Inoculate with platinum ear. Thereafter, Sporobolomyces roseus 227 cells were collected by the same treatment as in Example 1. (2) 2220 mg of cinnamic acid in 28% ammonia water (commercially available)
Sporobolomyces roseus obtained in (1) above after dissolving in 55 ml and adjusting the pH to 10.0 with hydrochloric acid.
Suspends 227 bacterial cells. Add water to this cell suspension to make a total volume of 100 ml, and react at 30°C for 24 hours. After the reaction, 80% of the cinnamic acid in the reaction solution is L-
Converted to phenylalanine, approximately 2040mg of L-
Accumulation of phenylalanine was observed. Example 3 (1) Put 100 ml of a medium (PH6.5) with the following composition into a 500 ml Sakaguchi flask, and inoculate one platinum loop of Rhodosporidium toruloides IF00559. At 30℃
After incubating for 16 hours, the cells of Rhodosporidium toruloides are collected by centrifugation. Medium composition (in 100ml) Peptone 3g Yeast extract 0.5g Salt 0.5g (2) 2220mg of cinnamic acid in 28% ammonia water (commercially available)

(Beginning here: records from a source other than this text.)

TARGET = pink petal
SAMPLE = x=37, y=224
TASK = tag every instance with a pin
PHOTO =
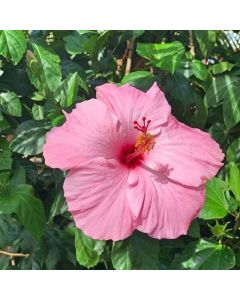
x=130, y=104
x=190, y=155
x=165, y=209
x=96, y=197
x=90, y=131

After dissolving in 55ml and adjusting the pH to 10.0 with hydrochloric acid,
Suspend the Rhodosporidium toruloides cells obtained in (1) above. When the reaction solution was treated in the same manner as in Example 2, it was found that 80% of the cinnamic acid in the reaction solution was converted to L-phenylalanine, and about 2040 mg of L-phenylalanine was accumulated.

Claims (1)

[Claims] 1. Cinnamic acid and ammonia or an ammonia donor in the presence of a culture solution of a microorganism containing L-phenylalanine ammonia-lyase, or a microbial cell collected from the culture solution, or a treated product of the microbial cell. When producing L-phenylalanine by enzymatic reaction, the enzymatic reaction is carried out under conditions where the concentration of ammonia or an ammonia donor is at least 3 molar or more, and the cinnamic acid concentration is 0.05 to 0.2 molar. A method for producing L-phenylalanine using an enzymatic method, characterized by: 2. The production method according to claim 1, wherein the L-phenylalanine ammonia-lyase is L-phenylalanine ammonia-lyase produced by a microorganism of the genus Sporobolomyces or the genus Rhodotorula. 3. The production method according to claim 2, which uses a culture solution of a microorganism of the genus Sporobolomyces or Rhodotorula, or cells collected from the culture solution, or a processed product of the cells as a source of L-phenylalanine ammonia-lyase. . 4. The production method according to claim 2, wherein the microorganism of the genus Sporobolomyces is Sporobolomyces roseus 221 (Feikokenbokuyori No. 3853). 5. The production method according to claim 2, wherein the microorganism of the genus Sporobolomyces is Sporobolomyces roseus 227 (Feikokenbokuyori No. 3852). 6. The production method according to claim 3, wherein the Rhodotorula microorganism is Rhodotorula glutinis IF00599. 7. Claim 2, wherein the concentration of ammonia or ammonia donor is about 8 to 10 molar.
3. The manufacturing method described in Section 3, Section 3, Section 4, Section 5, or Section 6. 8 Claims 2, 3, 4, and 5, in which the cinnamic acid concentration is approximately 0.15 to 0.20 molar.
The manufacturing method according to item 6 or 7.